This vignette provides documentation for the different warnings and
messages that are implemented for the package. Results of calls (eg
printing of data frames following set_contrasts
) will be
hidden, but warnings and messages will still be shown. Code chunks will
be self-contained, so bear with a little repetitiveness. I will
primarily be using the sum_code
function because it is the
shortest one to write.
User will be notified if a non-factor column is coerced to a factor
with set_contrasts
and enlist_contrasts
:
User will be notified if there exist other factors in the dataframe
that have not been set in a call to set_contrasts
or
enlist_contrasts
. Unordered factors are color coded in
blue, while ordered factors are colored red. The default contrasts from
options("contrasts")
are also displayed and color coded
accordingly.
my_data <- mtcars
my_data$gear <- ordered(my_data$gear)
my_data$carb <- factor(my_data$carb)
my_data$cyl <- factor(my_data$cyl)
set_contrasts(my_data, cyl ~ sum_code)
#> Expect contr.treatment or contr.poly for unset factors: gear carb
Ordered factors by default use contr.poly
and return
coefficient estimates interpretable as nth-degree polynomial trends.
Typically, contrast matrices are set for unordered factors, so ordered
factors are a bit of a special case. So, user will be notified if
setting the contrasts for an ordered factor with
set_contrasts
or enlist_contrasts
User will be warned if attempting to set contrasts on a factor with only one level. If the user sets contrasts for multiple variables, any variables with more than one level will successfully be computed. However, the variables with only one level will just show no results. Note the output in the example below.
my_data <- data.frame(foo = factor("A"),
boo = factor(c("B", "C")))
enlist_contrasts(my_data, foo ~ sum_code, boo ~ sum_code)
#> Warning: Contrasts undefined for factors with only one level: foo
#> $boo
#> C
#> B -1
#> C 1
Related to the above, if the user only sets contrasts on factors that have only one level, an error will be thrown. The above warning will also be shown.

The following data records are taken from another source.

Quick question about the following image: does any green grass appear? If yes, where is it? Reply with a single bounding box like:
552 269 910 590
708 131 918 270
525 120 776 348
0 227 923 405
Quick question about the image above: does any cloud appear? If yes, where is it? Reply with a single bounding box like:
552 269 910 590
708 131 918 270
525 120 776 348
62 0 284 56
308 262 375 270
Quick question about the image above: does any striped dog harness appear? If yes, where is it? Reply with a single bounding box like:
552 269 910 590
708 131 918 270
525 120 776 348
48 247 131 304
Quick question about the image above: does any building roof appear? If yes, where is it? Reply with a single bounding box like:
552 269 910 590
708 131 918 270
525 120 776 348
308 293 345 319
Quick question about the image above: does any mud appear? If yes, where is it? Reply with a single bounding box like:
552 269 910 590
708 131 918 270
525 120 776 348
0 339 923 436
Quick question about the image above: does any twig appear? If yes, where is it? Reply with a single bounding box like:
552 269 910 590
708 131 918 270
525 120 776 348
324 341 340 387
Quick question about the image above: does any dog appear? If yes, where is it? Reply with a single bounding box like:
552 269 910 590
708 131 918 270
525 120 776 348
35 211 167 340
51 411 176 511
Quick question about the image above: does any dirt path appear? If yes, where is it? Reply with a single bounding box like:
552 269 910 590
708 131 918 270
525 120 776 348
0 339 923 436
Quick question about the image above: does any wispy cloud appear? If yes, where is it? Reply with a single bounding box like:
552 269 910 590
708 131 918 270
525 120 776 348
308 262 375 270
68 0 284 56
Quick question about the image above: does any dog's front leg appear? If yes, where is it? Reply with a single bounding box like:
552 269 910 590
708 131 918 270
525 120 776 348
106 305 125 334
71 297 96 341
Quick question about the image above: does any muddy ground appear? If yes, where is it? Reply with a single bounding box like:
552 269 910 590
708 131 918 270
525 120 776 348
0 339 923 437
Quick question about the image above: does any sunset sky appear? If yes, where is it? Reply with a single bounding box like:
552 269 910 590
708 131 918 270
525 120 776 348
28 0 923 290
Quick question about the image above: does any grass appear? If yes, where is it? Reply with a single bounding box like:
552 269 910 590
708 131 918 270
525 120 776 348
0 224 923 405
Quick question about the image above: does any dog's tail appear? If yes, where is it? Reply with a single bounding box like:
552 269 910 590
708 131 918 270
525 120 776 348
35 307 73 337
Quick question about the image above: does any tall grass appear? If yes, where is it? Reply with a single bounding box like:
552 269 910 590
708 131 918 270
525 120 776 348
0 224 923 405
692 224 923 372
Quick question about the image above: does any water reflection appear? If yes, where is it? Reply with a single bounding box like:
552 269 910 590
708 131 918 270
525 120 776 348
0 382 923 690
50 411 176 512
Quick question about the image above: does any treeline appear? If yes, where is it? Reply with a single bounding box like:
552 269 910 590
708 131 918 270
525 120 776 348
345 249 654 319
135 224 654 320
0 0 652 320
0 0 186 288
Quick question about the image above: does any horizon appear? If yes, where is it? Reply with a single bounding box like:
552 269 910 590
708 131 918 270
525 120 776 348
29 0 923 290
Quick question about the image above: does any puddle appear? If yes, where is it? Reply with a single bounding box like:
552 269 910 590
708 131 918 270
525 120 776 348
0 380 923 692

my_data <- data.frame(foo = factor("A"),
boo = factor(c("B", "C")))
try(enlist_contrasts(my_data, foo ~ sum_code))
#> Expect contr.treatment or contr.poly for unset factors: boo
#> Warning: Contrasts undefined for factors with only one level: foo
#> Error in enlist_contrasts(my_data, foo ~ sum_code) :
#> No factors with more than 1 level found
Contrastable provides some flexibility in how contrasts are passed to formulas. Under the hood, methods are defined for the following object classes:
You’ll receive a warning if you use something else and the default contrast (depending on ordered or unordered) will be used instead.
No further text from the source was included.